A New Method in Cns (Central Nervous System) in Vitro Cultures in the Mouse: Study of Effectiveness
(Kafkas Univ, veteriner Fakultesi dergisi, 2010) Erdogan, Ender; Ozturk, Gurkan; Ragbetli, Murat Cetin
In this study: to evaluate the effectiveness of collagen coating method, using in the peripheral nervous system cultures. and its involving factors caused from manipulations in central nervous system (CNS) cultures was aimed. Via frontal approach, brains, transected from young Swiss albino mice, were taken into artificial cerebro-spinal fluid immediately and made blocks in agarose gel. With a vibration microtome, 200 pm thickness horizontally live slices were taken in to the dishes filled with culture medium. Tissue sections were analyzed as two groups. In the group 1 (control): fresh slices were evaluated directly. In the group 2: sections were covered with collagen gel (Type I) and left in the incubator (5% CO(2)) for 3 days. These sections were dyed with calcein and propidium iodide for viability and non-viability and then observed with confocal laser scanning microscope.
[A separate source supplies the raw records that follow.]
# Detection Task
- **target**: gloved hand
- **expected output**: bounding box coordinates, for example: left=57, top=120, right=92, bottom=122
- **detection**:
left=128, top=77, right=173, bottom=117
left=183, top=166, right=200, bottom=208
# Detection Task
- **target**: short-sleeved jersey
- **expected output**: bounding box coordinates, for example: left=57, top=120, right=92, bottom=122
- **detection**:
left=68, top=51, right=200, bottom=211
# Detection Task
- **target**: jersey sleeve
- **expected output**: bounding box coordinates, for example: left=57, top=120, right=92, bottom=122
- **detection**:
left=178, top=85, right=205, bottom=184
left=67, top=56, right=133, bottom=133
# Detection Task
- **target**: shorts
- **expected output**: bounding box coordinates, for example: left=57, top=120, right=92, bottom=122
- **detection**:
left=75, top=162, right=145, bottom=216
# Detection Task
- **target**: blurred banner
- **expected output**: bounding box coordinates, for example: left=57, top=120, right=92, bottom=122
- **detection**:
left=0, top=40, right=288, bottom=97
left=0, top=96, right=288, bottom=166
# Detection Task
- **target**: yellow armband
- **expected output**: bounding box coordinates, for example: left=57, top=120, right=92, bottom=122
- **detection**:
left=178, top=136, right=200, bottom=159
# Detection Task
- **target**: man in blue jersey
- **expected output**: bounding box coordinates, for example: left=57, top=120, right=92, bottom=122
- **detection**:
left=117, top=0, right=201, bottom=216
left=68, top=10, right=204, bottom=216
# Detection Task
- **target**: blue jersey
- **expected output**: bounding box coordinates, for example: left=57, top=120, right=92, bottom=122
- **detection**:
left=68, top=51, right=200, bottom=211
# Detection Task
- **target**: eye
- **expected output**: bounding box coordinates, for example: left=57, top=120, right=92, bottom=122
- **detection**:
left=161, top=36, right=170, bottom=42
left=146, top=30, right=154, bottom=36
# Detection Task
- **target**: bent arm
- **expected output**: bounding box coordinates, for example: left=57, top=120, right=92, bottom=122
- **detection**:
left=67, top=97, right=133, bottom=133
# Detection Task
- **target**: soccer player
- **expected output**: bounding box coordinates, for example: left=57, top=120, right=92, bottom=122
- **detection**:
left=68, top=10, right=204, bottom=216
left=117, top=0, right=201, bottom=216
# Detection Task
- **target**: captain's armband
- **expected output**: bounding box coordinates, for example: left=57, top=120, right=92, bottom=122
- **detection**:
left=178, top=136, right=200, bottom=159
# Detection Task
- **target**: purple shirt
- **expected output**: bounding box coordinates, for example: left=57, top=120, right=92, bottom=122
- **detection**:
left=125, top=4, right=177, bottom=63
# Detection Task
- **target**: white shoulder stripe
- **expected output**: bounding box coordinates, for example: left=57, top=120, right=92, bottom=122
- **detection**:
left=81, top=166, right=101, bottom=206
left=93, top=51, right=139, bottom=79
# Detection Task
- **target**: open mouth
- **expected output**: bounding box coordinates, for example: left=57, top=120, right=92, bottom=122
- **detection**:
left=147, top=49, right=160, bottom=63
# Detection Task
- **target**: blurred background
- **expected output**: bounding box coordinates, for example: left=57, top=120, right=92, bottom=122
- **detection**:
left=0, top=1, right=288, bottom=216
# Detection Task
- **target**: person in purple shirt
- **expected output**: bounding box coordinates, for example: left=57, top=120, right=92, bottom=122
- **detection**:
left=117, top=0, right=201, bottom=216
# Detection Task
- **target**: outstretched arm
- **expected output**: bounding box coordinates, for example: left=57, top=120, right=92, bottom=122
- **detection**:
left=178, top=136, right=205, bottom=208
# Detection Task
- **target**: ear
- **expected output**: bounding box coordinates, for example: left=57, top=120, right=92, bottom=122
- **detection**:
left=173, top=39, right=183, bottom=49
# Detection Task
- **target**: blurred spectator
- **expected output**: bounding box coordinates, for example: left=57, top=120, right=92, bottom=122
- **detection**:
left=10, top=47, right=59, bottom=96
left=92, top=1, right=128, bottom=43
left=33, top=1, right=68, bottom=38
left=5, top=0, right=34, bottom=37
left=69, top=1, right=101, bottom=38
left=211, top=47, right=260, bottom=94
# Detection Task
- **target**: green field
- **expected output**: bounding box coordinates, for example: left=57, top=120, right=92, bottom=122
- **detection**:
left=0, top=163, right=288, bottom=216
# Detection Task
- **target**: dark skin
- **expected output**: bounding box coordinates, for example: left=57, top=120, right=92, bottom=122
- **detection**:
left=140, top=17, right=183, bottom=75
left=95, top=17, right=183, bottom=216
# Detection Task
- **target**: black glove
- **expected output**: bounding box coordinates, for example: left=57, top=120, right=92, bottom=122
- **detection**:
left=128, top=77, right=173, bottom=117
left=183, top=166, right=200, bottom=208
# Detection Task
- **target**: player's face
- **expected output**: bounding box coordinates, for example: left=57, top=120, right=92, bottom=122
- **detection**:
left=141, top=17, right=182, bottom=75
Images were captured digitally and examined. Since negative effects of high melting temperature of standard agar on the livability, using low melting agar to tissue blocking and high frequency - low speed vibrotome setting to cut were more preferably. In the 3 days cultures, viability/nonviability rates were indicated better values. It is concluded that, in the CNS slicing cultures, collagen coating method was an easier, effective, useful and alternative method to present techniques.